Introduction: Recent reports from our group, and others, have shown that an androgenic steroid environment is associated with poor response to therapy and facilitates anchorage-independent growth of breast cancer cells. Additionally, hormone receptor-positive breast cancer is challenging to study in vitro as they do not readily form organoids/ patient-derived xenografts (PDX) or fully recapitulate the tumour endocrine microenvironments. Using modern 3D bioprinting techniques and newly gained proficiencies in steroid detection, this study aims to define the utility of 3D bioprinting as a novel method in modelling androgens-mediated treatment resistance in breast cancer.

Methods: Using well-established breast cancer cell line models of endocrine resistance, we determine the influence of the steroid precursor androstenedione (A4) and other steroid ligands (E2, R1881, 11KT) in in vitro 2D and 3D-printed models.

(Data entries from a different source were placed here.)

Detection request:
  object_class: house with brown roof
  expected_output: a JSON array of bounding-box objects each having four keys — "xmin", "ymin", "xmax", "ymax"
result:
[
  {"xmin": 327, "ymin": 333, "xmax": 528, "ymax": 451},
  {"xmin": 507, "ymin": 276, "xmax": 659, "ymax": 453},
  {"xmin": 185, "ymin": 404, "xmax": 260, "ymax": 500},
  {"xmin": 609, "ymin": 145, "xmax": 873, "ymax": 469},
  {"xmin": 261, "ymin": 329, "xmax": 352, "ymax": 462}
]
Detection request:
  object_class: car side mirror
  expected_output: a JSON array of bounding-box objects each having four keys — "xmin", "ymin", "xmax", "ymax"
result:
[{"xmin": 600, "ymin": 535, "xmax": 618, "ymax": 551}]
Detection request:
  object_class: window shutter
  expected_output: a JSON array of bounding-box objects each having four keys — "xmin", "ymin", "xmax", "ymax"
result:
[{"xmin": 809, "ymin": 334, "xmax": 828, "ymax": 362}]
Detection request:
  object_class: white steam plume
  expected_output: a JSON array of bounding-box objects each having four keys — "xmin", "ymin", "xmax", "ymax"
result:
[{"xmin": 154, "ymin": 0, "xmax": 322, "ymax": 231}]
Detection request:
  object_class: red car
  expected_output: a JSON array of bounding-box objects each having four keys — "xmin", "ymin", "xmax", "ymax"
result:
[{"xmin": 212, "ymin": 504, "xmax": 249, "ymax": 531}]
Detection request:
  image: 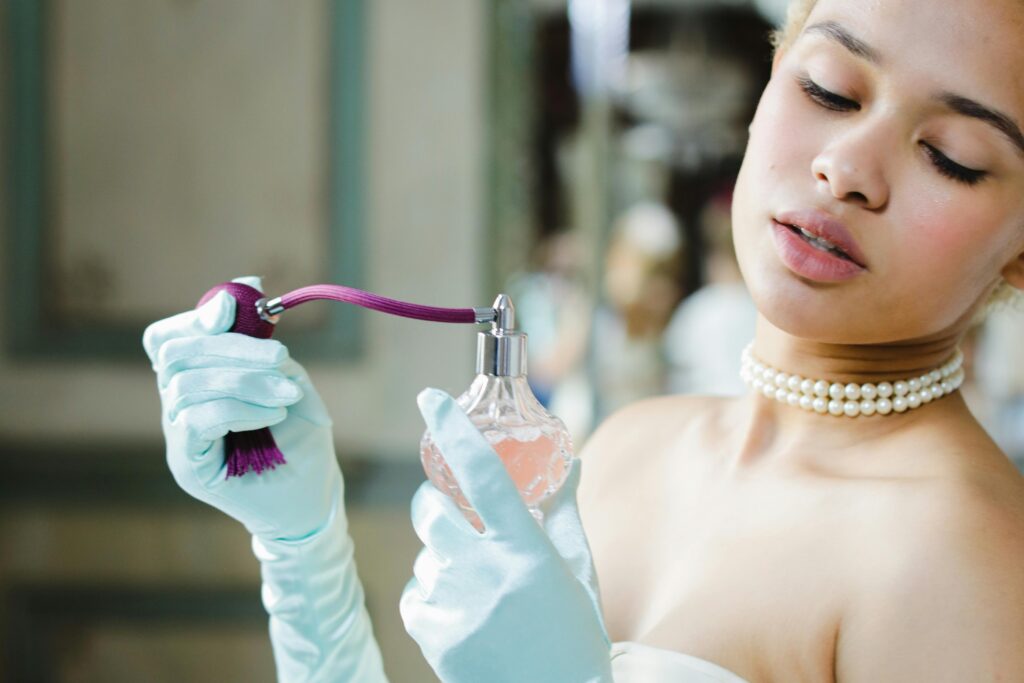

Results: Various breast cancer cell lines retain cell viability post 3D bioprinting. Increased cell growth in response to androgens in 3D bioprinted cells compared to conventional 2D culturing highlights the efficiency of integrating the tumour steroid microenvironment into this model. Interestingly, androgens impacted the sensitivity of 3D bioprinted breast cancer cell lines to anti-AR therapies. Preliminary data suggest that primary breast tumours can be successfully disaggregated and bioprinted to generate 3D structures that resemble their respective in vivo histological phenotypes ex vivo. Patients’ tumour-associated conditioned medium derived from primary tumour-associated adipocytes were steroid profiled by LC-MS/MS, with results suggesting that individual tumour steroidogenesis impacts tumour growth and potentially facilitates endocrine resistance.

Conclusion: Integrating the tumour steroid microenvironment with 3D bioprinting might serve as a novel prognostic tool based on individual tumour steroid microenvironment. Successfully developing humanised models of breast cancers via 3D bioprinting would provide an alternative to existing ex vivo and in vivo models, potentially facilitating further research in uncovering the role of androgens in driving treatment resistance in breast cancer.